Flights tax fuels EU trade war with US
Simon Calder’s career in travel started at Gatwick Airport, where he cleaned aircraft for Laker Airways and later worked as a security officer. He became The Independent’s Travel Correspondent in 1994, and is known as “the Man Who Pays His Way” because he does not accept free travel facilities. He writes across the Independent titles, as well as for the Evening Standard.
Thursday 22 December 2011
Europe faces the prospect of a vicious trade war with the US after the EU's highest court dismissed an American claim for its airlines to avoid new emissions-trading rules.
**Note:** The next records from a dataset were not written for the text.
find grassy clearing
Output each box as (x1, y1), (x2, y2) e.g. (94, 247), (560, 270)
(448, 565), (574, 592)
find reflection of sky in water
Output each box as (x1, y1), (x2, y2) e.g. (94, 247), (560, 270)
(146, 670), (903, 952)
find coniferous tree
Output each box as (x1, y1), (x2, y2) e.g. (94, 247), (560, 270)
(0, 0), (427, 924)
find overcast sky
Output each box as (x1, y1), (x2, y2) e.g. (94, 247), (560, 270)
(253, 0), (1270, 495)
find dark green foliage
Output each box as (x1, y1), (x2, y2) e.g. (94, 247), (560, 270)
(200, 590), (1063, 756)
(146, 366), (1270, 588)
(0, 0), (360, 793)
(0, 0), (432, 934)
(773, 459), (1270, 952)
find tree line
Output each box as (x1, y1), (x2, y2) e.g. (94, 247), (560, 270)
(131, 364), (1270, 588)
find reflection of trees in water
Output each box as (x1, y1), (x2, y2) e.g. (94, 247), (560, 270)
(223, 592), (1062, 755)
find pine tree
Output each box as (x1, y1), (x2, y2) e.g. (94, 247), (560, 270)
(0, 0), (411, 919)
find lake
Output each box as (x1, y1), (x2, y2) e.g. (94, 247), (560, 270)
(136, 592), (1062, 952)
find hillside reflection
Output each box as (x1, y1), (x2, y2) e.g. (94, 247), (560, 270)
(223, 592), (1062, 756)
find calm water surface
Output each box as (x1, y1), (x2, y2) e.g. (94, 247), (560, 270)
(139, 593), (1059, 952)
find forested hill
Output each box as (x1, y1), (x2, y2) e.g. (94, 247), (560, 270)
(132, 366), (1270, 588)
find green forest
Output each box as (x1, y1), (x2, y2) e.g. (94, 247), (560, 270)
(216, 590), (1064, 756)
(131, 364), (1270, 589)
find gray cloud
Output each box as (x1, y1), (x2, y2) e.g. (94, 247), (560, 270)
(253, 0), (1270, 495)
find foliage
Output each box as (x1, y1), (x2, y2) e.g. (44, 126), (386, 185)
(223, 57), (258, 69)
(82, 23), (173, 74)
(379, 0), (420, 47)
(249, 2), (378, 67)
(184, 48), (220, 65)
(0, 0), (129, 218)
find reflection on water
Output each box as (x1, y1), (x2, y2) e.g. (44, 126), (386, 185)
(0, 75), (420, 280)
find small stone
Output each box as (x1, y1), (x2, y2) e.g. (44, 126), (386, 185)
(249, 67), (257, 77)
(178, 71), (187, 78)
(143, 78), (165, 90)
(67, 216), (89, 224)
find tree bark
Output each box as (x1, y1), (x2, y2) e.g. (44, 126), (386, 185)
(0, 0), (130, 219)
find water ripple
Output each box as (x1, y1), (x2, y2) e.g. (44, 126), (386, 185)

From 1 January, the EU will bring aviation into the Emissions Trading System, intended to help Europe to comply with its commitments on climate change. All airlines whose routes touch the EU will need carbon permits. Costs to carriers will rise steeply unless they cut flights or increase efficiency.
A group of US airlines, backed by Washington, challenged the legitimacy of imposing the burden on non-EU airlines. But the European Court of Justice yesterday rejected the claim. The EU affirmed its intention to roll out the plan 10 days from now.
All airlines flying to and within Europe are dismayed with the proposals. Officials in Washington insist that any cap on emissions should be administered globally rather than through single regions. Hillary Clinton, the Secretary of State, last week wrote to EU ministers warning that it would take "appropriate action" if the plans were not delayed or amended.